Don't expect any bold predictions on this Friday morning before the first Sunday of the NFL season. The Miami Dolphins are about to embark on a 16-game journey and so many variables come into play, it's impossible to know how it will end.
But I can tell you this with some certainty. This is a far better team than the one we saw a season ago, for the most part a far healthier team, a more mature team and undoubtedly a more complete team. How that translates into wins and losses will start becoming evident Sunday against the Tennessee Titans at Hard Rock Stadium.
"I think we're going to shock a lot of people," said receiver Albert Wilson.
Not sure I'd go that far just yet. But I certainly like his attitude.
In so many ways the Dolphins hit the re-set button this offseason, quickly moving past that 6-10 record, saying goodbye to some of their biggest names, bringing in some veterans with winning pedigrees and some young players with a level of talent and maturity that seems to scream: "I can play right away."
Go up and down the roster. Examine the depth chart. You'll see the differences.
You've got a healthy Ryan Tannehill, a rebuilt offensive line, a speed trap filled with playmakers and we haven't even gotten to those first year starters on defense, all clear talent upgrades.
Little wonder why there is a genuine sense of optimism coming from these players and coaches, optimism fueled by a summer of relative tranquility and a third-year head coach in Adam Gase who finally enters a season with the type of team he envisioned when he first arrived. Tough-minded. Mature. Resilient. Lightning fast. Focused. Versatile. You get the idea.
Did I say talented? "It's a shame we only have one ball," said running back Kenyan Drake.
The big storyline Sunday, though, is the return of Tannehill more than 20 months after last playing a game that mattered. You could see the excitement this week as he spoke about his return. Expectations? They are high and they should be. Everyone is convinced he will play well, very well, even Tannehill.
"I feel more ready for this year than I've ever felt before," he says.
No doubt this team will face adversity. That's always part of the landscape. Last year's team had about a decade's worth. But what Gase sees is a team far better equipped to handle those setbacks. Think that doesn't matter? Think again.
"This year's group is different," Gase said. "When adversity hits, they're going to embrace it and look for solutions."
There is no solution like winning games and there would no better feeling for this team than a 1-0 record after Sunday, something I believe is very attainable against the Titans. So let's get down to the X's and O's. What's got to happen? Who has to step up? And with that, my five keys to victory:
1) A big day from Tannehill: It's got to start here with No. 17. It'll be that way every Sunday. Wouldn't mind an early touchdown pass to ease the nerves. He needs to embrace all the tools around him. He needs to be decisive and smart. The Dolphins can win this game without a big day from Tannehill. But the path is so much easier with him leading the way.
2) Focus on Derrick Henry: He is big (6-3, 245 pounds) and remarkably fast for a player that size.
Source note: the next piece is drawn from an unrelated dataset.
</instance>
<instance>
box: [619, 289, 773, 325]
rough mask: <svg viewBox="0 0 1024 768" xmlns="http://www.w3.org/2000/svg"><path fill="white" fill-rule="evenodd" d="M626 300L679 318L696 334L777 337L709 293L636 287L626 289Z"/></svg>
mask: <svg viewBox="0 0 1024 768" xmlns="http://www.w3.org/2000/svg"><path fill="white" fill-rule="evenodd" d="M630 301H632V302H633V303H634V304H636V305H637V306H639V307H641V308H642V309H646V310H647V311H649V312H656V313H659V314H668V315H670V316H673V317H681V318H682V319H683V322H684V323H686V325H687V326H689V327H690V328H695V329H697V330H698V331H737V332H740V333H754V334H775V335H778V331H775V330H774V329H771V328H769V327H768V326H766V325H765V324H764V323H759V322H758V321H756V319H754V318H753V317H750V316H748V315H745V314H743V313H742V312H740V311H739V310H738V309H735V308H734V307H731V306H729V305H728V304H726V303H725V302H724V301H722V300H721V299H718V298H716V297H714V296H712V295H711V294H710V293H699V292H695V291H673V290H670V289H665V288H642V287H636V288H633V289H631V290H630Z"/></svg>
The Dolphins will be seeing a lot of Henry come Sunday afternoon. The concerns about this rushing defense have been well documented. It's time to do something about it. Slowing Henry down, keeping him to mere pedestrian numbers, could have so much to do with the final score.
3) Make quarterback Marcus Mariota uncomfortable: We saw brief signs of a dominant pass rush throughout the preseason. Now we get to enjoy a full helping of Robert Quinn, Cam Wake, Charles Harris and Andre Branch. This could very well emerge as the strength of this team. Mariota is an excellent athlete. Likes to run quite a bit. But get to him early, shake him up a little with Quinn and Wake coming from either side, and the runs are no longer as effective. Keep his head on a swivel. That's got to be the objective.
4) Red zone success: You want to focus on one area? Wait until the Dolphins reach the Titans' 20-yard line. That's where this game could very well be decided. This Dolphins offense is better equipped to make the red zone their zone than at any time over the past half dozen years. I'm really anxious in particular to see the debut of rookie tight end Mike Gesicki. With his size, his jumping ability and his vice like hands, he could be a natural in the red zone. Pretty sure we'll get our first taste of that against the Titans.
5) Make THE play with the game on the line: This game figures to come down to the fourth quarter. There really isn't a lot separating these two teams. You just get the feeling there is going to be one defining moment. What will it be? Maybe a late Tannehill drive. Maybe a big third down stop. How about rookie kicker Jason Sanders knifing one through the uprights with about three seconds left? Bottom Line: The Dolphins just need to make sure they are the ones, not the Titans, making THE play.